PVFS2 - a High-Performance Parallel File System

← Back to Stories (view on slashdot.org)

PVFS2 - a High-Performance Parallel File System

Posted by timothy on Tuesday November 9, 2004 @01:49PM from the good-nodes-are-still-available dept.

neillm78 writes "As part of the development team, we're announcing PVFS2 version 1.0 here in Pittsburgh at the SC2004 conference! PVFS2 is a GPL/LGPL based parallel file system for cluster-based applications. It logically groups any number of storage servers into a coherent file system for use by client nodes, specifically tailored to handle efficient access to large shared files. PVFS2 supports access via an MPI-IO interface for high-performance parallel applications, but you can still mount it like a regular GNU/Linux file system for traditional serial applications and managment.
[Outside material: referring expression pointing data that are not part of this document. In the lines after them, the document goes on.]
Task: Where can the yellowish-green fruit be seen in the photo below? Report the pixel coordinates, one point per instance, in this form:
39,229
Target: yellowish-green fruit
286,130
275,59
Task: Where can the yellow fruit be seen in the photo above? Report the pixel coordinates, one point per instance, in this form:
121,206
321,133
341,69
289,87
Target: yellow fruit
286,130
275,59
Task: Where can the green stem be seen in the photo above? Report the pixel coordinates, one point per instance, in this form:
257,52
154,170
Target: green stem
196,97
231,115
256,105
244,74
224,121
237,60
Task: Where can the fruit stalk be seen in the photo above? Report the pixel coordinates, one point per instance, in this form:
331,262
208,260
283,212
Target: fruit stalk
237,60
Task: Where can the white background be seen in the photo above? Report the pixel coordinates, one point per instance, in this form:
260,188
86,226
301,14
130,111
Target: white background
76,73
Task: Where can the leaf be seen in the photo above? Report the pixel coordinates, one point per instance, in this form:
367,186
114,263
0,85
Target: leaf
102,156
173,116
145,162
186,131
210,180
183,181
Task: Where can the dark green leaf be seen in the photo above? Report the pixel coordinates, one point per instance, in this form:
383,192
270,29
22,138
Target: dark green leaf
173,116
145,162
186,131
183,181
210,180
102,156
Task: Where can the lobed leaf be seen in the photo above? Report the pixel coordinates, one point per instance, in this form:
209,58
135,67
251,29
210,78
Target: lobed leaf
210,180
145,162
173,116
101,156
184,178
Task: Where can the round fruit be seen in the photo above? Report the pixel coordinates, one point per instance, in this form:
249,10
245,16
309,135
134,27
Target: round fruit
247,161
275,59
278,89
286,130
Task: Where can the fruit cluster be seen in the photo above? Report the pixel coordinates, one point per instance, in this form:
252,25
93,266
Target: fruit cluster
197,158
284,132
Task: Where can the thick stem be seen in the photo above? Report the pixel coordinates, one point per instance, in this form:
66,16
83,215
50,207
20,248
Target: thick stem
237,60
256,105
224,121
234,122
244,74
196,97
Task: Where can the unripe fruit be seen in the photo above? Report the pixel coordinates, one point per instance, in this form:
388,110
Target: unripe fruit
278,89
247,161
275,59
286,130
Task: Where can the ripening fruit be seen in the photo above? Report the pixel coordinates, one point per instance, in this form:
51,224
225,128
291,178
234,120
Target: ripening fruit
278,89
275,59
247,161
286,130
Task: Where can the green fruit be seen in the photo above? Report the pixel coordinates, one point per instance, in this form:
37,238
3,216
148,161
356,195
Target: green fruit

The PVFS2 project is conducted jointly between The Parallel Architecture Research Laboratory at Clemson University and The Mathematics and Computer Science Division at Argonne National Laboratory. Please feel free to give it a try!"

26 comments

Min score:

Reason:

Sort:

Been following it for a while... by brsmith4 · 2004-11-09 14:08 · Score: 2, Informative

PVFS (in its first incarnation) despite some instability (more so due to the fact that our first cluster was COTS cheap-o hardware), really helped drive down the load on our clusters by removing the need to perform NFS writes to a single head node for scratch space. The set up is extrememly simple and the code base was really small.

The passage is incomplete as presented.